No. While testing shows that an undefined host (where the DNS server returns NXDOMAIN for a query) is fast and easy on resources, it is not RFC-compliant (all MX records must point to a host with an A record), so one cannot harbour any expectations concerning the behaviour of MTAs that encounter it. Most MTAs attempt redelivery to a secondary MX, but significant exceptions have appeared. At least one major ISP's MTA gets very confused when it sees NXDOMAIN in an MX query, and returns a nondelivery notification to the sender before it successfully retries the secondary MX. Unfortunately, the sender now believes that the message wasn't delivered and tries to resend it, with varying success. This will only serve to make your site appear to be poorly managed. In short, use the RFC-compliant approach, and everyone will be happy (except the spammers).
It should also be noted that some administrators view the use of NXDOMAIN, loopback (localhost or 127.0.0.1/8) or bogon (specially allocated) addresses in MX records to be an indicator of spam, and establish local policy to block on this criteria. While I don't feel that it is wise to block on NXDOMAIN (DNS misconfigurations are common), it is a matter of choice, and use of these addresses on public networks can't be defended by a responsible administrator. Do the right thing; it's easier in the long run.
- Can this be detected?
No, you simply have a broken primary MX.
- Can I get blacklisted for this?
No, you simply have a broken primary MX. Of course, someone could compile a list of unresponsive MX hosts, but there's no conclusive way to determine that a site employs Nolisting.
- Is it safe?
Nolisting involves multiple protocols and network resources.
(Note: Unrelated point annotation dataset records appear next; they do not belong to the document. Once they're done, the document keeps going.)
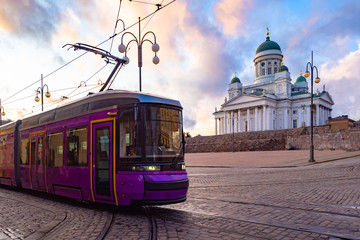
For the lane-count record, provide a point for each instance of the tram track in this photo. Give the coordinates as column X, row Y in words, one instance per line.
column 213, row 222
column 107, row 227
column 152, row 224
column 278, row 182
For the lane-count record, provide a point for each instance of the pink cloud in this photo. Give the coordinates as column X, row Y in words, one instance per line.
column 232, row 15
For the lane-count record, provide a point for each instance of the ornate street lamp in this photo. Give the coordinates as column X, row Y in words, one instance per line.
column 317, row 80
column 41, row 91
column 140, row 40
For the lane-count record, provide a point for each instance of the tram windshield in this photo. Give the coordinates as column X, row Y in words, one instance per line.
column 163, row 132
column 150, row 133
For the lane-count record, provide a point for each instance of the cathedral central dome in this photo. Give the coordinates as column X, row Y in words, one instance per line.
column 267, row 45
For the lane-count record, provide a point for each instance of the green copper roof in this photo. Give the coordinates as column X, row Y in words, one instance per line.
column 234, row 80
column 300, row 79
column 267, row 45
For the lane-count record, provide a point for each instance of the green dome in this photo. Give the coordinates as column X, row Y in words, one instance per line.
column 267, row 45
column 301, row 78
column 282, row 68
column 234, row 80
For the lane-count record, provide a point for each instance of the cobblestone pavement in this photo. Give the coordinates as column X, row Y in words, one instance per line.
column 319, row 201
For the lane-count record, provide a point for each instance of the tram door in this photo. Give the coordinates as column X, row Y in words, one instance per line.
column 102, row 160
column 37, row 161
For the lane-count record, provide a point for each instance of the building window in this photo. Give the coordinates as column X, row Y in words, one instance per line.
column 76, row 147
column 294, row 123
column 55, row 149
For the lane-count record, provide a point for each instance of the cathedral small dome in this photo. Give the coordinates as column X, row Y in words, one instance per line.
column 282, row 68
column 301, row 78
column 235, row 80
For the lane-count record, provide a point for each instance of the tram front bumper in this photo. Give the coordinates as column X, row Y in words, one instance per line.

Implementation requires precision, coordination, strict discipline, and is vulnerable to human error. If this is beyond the ability of you or your staff, don't do it.
Having said that, once it is properly configured, there is no additional maintenance, and longterm use has yet to yield a single false positive on the low volume sites used during testing. However, I make no guarantees, and you should accept none.
- Is it secure?
A beneficial side effect of Nolisting is that it reduces the exposure of software to undesirable messages. Email flows through a gauntlet of MTAs, LDAs, MUAs, and complex filters designed to detect spam and viruses. More lines of code means more bugs. The early detection provided by Nolisting is an inexpensive way to reduce exposure to risks introduced by software.
- Can I whitelist hosts?
Because Nolisting involves multiple protocols, whitelisting may pose a challenge. When using a firewall to control access to the primary MX host, the packet filter can easily be adjusted to whitelist specified hosts or networks. But I hate maintaining whitelists, and my intense desire to avoid such chores is why I seek out solutions like this. Nolisting is named after the ideal that it involves no lists.
While it may appear to be useful to set up a bind acl list with a view to selectively offer DNS responses, it is difficult to reliably and consistently identify the resolvers used by the whitelisted hosts. Even if the resolver is known, the network it serves may contain zombies. Nolisting provides protection against exploited hosts on networks presumed to be friendly, and the penalty to legitimate hosts is so small, whitelisting may not offer enough value to justify the additional maintenance.
- Should I define multiple unavailable high priority (low number) MX hosts?
Absolutely not! To be clear: Nolisting specifies only a single nonfunctioning primary MX. Any other variation is not Nolisting.
Although spamware is constantly evolving, most of it falls within at least one of the following categories:
- it is RFC-compliant and retries MX hosts in order until delivery is successful
- it targets only the primary MX, without retrying other MX hosts
- it targets only secondary (low priority) MX hosts, where checks may be weaker, without retrying other MX hosts
- it targets all MX hosts, either randomly or systematically
With these possibilities in mind, along with the seemingly unlimited resources of spammers, it stands to reason that each MX record enlarges the target. At some point, the law of diminishing returns may adversely affect bandwidth, maintainability, and IP address portability.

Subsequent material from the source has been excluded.